Le Parti Les Démocrates a animé ce jeudi 16 octobre 2025 une conférence de presse à Cotonou. L’objectif est de clarifier sa position sur la récente sortie du député Michel Sodjinou, accusé par la formation politique d’agir contre ses intérêts dans le cadre de la présidentielle de 2026. Dès l’ouverture, le parti a rappelé son opposition constante au code électoral révisé en mars 2024, qu’il qualifie de “dangereux pour la démocratie”. Les responsables ont mis l'accent sur l’article 132, alinéa 8, relatif au parrainage des candidats à l’élection présidentielle. Ce texte exige un minimum de 15 % des parrainages de députés et maires, répartis sur au moins trois cinquièmes des circonscriptions.

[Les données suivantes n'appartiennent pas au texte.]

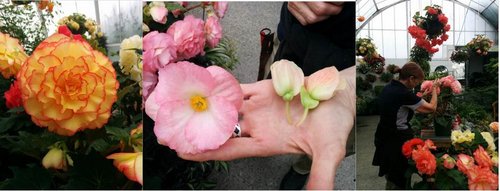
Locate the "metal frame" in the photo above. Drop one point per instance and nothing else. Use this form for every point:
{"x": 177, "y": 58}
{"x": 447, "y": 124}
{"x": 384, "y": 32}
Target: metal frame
{"x": 378, "y": 11}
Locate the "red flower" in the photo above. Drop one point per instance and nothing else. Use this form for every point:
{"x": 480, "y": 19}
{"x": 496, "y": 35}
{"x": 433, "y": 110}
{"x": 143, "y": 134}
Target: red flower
{"x": 410, "y": 145}
{"x": 429, "y": 144}
{"x": 447, "y": 28}
{"x": 13, "y": 96}
{"x": 440, "y": 42}
{"x": 434, "y": 41}
{"x": 425, "y": 161}
{"x": 482, "y": 158}
{"x": 416, "y": 32}
{"x": 443, "y": 19}
{"x": 482, "y": 179}
{"x": 444, "y": 37}
{"x": 431, "y": 11}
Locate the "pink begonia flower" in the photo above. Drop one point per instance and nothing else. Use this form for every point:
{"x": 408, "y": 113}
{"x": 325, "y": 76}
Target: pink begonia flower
{"x": 288, "y": 78}
{"x": 130, "y": 164}
{"x": 430, "y": 145}
{"x": 482, "y": 158}
{"x": 220, "y": 8}
{"x": 213, "y": 31}
{"x": 322, "y": 84}
{"x": 426, "y": 88}
{"x": 456, "y": 87}
{"x": 188, "y": 36}
{"x": 149, "y": 79}
{"x": 481, "y": 178}
{"x": 159, "y": 14}
{"x": 448, "y": 162}
{"x": 447, "y": 81}
{"x": 159, "y": 50}
{"x": 183, "y": 3}
{"x": 465, "y": 163}
{"x": 195, "y": 109}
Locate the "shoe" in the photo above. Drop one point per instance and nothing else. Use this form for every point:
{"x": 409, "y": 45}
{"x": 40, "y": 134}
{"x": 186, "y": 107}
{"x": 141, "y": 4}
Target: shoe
{"x": 293, "y": 180}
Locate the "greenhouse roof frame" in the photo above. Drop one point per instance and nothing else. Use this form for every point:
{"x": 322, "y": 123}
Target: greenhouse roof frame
{"x": 486, "y": 9}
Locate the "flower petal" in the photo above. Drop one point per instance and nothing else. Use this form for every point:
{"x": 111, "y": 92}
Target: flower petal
{"x": 210, "y": 129}
{"x": 322, "y": 84}
{"x": 172, "y": 118}
{"x": 227, "y": 86}
{"x": 159, "y": 14}
{"x": 181, "y": 80}
{"x": 288, "y": 78}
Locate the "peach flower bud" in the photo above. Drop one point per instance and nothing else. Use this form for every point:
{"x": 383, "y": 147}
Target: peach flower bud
{"x": 56, "y": 158}
{"x": 130, "y": 164}
{"x": 448, "y": 162}
{"x": 288, "y": 78}
{"x": 322, "y": 84}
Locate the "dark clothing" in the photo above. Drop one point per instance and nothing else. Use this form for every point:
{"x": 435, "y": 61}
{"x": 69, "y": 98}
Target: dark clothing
{"x": 396, "y": 104}
{"x": 319, "y": 45}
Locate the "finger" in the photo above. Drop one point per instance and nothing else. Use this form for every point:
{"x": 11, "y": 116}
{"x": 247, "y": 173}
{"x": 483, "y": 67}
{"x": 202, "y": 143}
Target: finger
{"x": 249, "y": 90}
{"x": 325, "y": 9}
{"x": 234, "y": 148}
{"x": 296, "y": 12}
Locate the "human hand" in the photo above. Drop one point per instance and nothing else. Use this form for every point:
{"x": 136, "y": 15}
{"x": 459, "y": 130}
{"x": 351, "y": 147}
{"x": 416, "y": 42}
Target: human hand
{"x": 266, "y": 132}
{"x": 312, "y": 12}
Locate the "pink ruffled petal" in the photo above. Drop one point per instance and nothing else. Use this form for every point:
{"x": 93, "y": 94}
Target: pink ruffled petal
{"x": 181, "y": 81}
{"x": 152, "y": 106}
{"x": 227, "y": 86}
{"x": 210, "y": 129}
{"x": 173, "y": 118}
{"x": 159, "y": 14}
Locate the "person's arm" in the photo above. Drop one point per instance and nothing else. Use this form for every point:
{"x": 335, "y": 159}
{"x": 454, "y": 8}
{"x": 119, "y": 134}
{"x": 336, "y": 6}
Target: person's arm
{"x": 427, "y": 107}
{"x": 322, "y": 136}
{"x": 312, "y": 12}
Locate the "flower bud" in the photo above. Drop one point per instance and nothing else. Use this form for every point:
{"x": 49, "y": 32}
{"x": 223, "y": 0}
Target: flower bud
{"x": 55, "y": 158}
{"x": 288, "y": 78}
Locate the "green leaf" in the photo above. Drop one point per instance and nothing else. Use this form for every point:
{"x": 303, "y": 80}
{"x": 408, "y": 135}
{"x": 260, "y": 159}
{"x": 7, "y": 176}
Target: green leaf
{"x": 31, "y": 177}
{"x": 92, "y": 171}
{"x": 16, "y": 110}
{"x": 32, "y": 144}
{"x": 173, "y": 6}
{"x": 119, "y": 133}
{"x": 306, "y": 99}
{"x": 100, "y": 145}
{"x": 422, "y": 185}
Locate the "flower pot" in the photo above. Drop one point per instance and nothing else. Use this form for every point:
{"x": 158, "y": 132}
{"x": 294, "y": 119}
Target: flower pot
{"x": 442, "y": 126}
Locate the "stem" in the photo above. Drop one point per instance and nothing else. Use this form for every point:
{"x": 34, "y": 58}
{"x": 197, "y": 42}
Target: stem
{"x": 287, "y": 112}
{"x": 193, "y": 7}
{"x": 304, "y": 116}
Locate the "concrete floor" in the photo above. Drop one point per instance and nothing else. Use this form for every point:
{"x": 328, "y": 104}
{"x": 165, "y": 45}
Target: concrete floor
{"x": 367, "y": 175}
{"x": 242, "y": 23}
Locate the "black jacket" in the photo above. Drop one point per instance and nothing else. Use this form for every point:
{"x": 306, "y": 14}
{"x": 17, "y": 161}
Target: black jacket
{"x": 316, "y": 46}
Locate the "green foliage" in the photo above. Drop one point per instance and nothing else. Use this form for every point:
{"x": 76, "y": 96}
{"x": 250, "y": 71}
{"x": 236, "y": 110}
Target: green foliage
{"x": 459, "y": 56}
{"x": 378, "y": 89}
{"x": 422, "y": 58}
{"x": 25, "y": 23}
{"x": 386, "y": 76}
{"x": 363, "y": 68}
{"x": 93, "y": 171}
{"x": 28, "y": 178}
{"x": 392, "y": 68}
{"x": 370, "y": 78}
{"x": 223, "y": 55}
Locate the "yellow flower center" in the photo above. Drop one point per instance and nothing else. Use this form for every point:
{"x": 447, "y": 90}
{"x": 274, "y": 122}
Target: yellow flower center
{"x": 199, "y": 103}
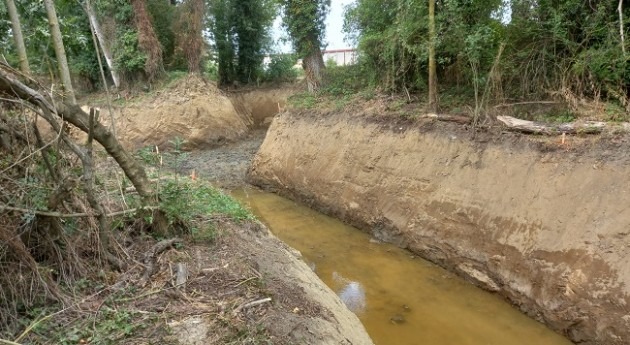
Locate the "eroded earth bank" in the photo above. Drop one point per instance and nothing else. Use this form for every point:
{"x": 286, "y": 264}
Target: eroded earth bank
{"x": 542, "y": 223}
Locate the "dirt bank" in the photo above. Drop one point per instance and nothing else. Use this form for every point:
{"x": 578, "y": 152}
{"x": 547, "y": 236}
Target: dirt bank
{"x": 542, "y": 223}
{"x": 225, "y": 166}
{"x": 262, "y": 104}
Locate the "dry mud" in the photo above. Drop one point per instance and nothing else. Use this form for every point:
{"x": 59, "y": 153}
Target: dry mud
{"x": 542, "y": 223}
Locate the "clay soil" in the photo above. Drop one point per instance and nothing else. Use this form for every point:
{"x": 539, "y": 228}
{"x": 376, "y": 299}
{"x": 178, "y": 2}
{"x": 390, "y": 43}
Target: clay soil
{"x": 243, "y": 285}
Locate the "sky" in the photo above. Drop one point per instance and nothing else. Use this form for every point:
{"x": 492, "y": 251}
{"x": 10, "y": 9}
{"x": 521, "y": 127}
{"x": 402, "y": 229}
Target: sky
{"x": 334, "y": 28}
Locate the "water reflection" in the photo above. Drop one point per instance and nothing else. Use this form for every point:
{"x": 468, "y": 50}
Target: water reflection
{"x": 401, "y": 300}
{"x": 352, "y": 293}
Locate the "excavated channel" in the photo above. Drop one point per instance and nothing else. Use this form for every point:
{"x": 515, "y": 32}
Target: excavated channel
{"x": 401, "y": 299}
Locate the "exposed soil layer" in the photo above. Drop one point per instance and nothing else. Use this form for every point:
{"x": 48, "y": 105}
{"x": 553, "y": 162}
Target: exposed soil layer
{"x": 224, "y": 166}
{"x": 542, "y": 222}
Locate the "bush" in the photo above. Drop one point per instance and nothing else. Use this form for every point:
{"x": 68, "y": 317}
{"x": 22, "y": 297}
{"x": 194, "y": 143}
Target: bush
{"x": 280, "y": 69}
{"x": 190, "y": 205}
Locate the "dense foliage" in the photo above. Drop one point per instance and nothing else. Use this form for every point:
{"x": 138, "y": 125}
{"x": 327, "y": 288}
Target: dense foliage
{"x": 505, "y": 49}
{"x": 240, "y": 31}
{"x": 537, "y": 48}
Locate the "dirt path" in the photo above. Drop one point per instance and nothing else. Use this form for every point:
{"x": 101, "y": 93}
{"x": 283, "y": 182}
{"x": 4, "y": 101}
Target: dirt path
{"x": 225, "y": 166}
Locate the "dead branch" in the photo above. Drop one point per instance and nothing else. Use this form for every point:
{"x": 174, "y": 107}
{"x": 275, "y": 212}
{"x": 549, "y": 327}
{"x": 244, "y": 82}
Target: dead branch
{"x": 151, "y": 256}
{"x": 73, "y": 215}
{"x": 525, "y": 103}
{"x": 181, "y": 273}
{"x": 10, "y": 84}
{"x": 532, "y": 127}
{"x": 251, "y": 304}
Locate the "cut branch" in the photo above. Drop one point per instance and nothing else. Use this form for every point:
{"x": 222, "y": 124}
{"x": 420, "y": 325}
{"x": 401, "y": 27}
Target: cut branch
{"x": 73, "y": 114}
{"x": 532, "y": 127}
{"x": 151, "y": 256}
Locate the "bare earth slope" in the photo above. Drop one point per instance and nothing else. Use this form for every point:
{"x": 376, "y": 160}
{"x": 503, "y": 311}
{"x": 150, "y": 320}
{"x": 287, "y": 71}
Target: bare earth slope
{"x": 546, "y": 228}
{"x": 192, "y": 110}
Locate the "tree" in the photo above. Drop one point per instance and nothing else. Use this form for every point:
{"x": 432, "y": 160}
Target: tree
{"x": 148, "y": 41}
{"x": 252, "y": 20}
{"x": 17, "y": 37}
{"x": 433, "y": 99}
{"x": 103, "y": 44}
{"x": 241, "y": 33}
{"x": 189, "y": 28}
{"x": 304, "y": 20}
{"x": 60, "y": 52}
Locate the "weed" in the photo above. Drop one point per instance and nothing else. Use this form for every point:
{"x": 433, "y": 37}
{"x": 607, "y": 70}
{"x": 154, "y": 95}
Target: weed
{"x": 189, "y": 205}
{"x": 148, "y": 155}
{"x": 177, "y": 143}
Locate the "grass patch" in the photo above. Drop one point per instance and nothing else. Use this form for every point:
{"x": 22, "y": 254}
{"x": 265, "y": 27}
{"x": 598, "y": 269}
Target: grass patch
{"x": 191, "y": 206}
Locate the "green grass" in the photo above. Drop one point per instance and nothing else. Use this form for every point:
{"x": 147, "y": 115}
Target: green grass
{"x": 192, "y": 205}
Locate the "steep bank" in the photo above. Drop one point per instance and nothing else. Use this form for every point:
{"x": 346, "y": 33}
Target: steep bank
{"x": 543, "y": 224}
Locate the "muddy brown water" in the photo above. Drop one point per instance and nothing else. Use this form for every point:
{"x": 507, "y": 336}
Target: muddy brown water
{"x": 401, "y": 299}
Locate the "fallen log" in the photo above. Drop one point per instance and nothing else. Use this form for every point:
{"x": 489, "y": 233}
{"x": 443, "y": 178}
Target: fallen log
{"x": 533, "y": 127}
{"x": 448, "y": 118}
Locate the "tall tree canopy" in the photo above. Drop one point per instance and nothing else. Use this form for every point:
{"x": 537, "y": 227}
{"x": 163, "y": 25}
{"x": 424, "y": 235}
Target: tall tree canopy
{"x": 305, "y": 22}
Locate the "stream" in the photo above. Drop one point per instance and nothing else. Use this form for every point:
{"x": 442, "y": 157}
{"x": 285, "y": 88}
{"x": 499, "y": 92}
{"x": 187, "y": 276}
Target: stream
{"x": 400, "y": 298}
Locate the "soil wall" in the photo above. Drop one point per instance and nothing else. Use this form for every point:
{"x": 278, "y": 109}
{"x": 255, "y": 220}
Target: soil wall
{"x": 544, "y": 226}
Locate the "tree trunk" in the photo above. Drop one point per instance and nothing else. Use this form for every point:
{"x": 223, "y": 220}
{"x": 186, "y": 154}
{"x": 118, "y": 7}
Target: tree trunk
{"x": 433, "y": 99}
{"x": 193, "y": 42}
{"x": 103, "y": 43}
{"x": 18, "y": 37}
{"x": 531, "y": 127}
{"x": 623, "y": 40}
{"x": 147, "y": 40}
{"x": 60, "y": 51}
{"x": 74, "y": 115}
{"x": 314, "y": 66}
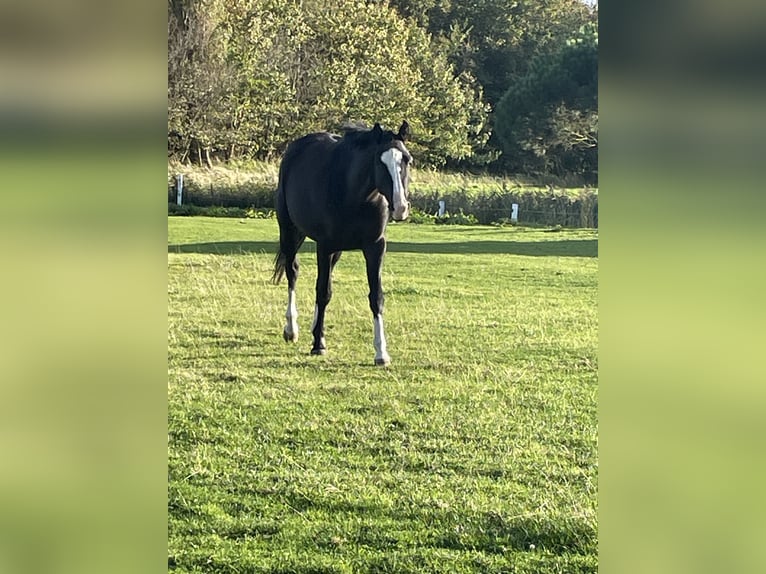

Selon Les Démocrates, cette disposition aurait été pensée pour réduire leur marge de manœuvre.

Le parti affirme avoir sécurisé ses 28 parrains dès le 2 septembre, date d’ouverture du retrait des fiches à la CENA. Les députés concernés auraient été transportés collectivement pour éviter toute pression externe. “Nous avons pris toutes les dispositions pour préserver l’intégrité du processus”, a rappelé le parti, avant de remercier les élus restés fidèles.

Mais un incident serait venu perturber cette organisation. Le 13 octobre, le député Michel Sodjinou aurait fait délivrer par un huissier un acte au domicile de l’ancien président Boni Yayi, actuel chef du parti. Le document, d’abord entaché d’une erreur de date, aurait ensuite été jeté devant la résidence de l’ancien président après rectification. Ce comportement est jugé “inapproprié” par le parti, qui y voit une “provocation politique”.

Les Démocrates dénoncent également la “rapidité inhabituelle” du tribunal de première instance de Cotonou dans le traitement du dossier. Pour eux, cette diligence confirme “une instrumentalisation judiciaire visant à déstabiliser le parti et son président”.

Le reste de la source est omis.